Cliff’s voice comes from behind him.
‘Dove, what the hell is going on here? Are you patched into Jed’s call?’
Dove remembers. He remembers how Peter thought of Susan as he lay helpless, bloody, dying. How Peter wondered if it was Susan who’d sent the angel to save him.
‘Dove! Are you OK?’
And the woman, still on the line.
‘The flowers. It’s Zachariah. He’s doing it again. He’s looking at the flowers.’
‘Who’s Zachariah Temple?’ Dove asks.
He remembers Susan. He remembers the angel and the sheep-eating plant.
EIGHT
Peter met Susan in the diner on 10th Street, a gleefully shabby joint, halfway between two of the city’s more notable churches, St Mark’s-in-the-Bowery and Grace Church on the corner of Broadway.
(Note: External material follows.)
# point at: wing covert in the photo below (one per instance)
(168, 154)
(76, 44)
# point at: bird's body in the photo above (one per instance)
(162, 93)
Both tussled for the title of Peter’s favourite building in Manhattan, depending on his mood on any given day. The former struck him most on solemn mornings, when waking alone imbued the day ahead with a certain hopelessness, which he could usually shake with a brisk walk by noon. Perhaps it was the famous tomb, the solitude it brutally evoked. Come lunchtime, he was generally happier, and the awe-inspiring spire of the latter lifted him, as if it had risen proudly from his chest.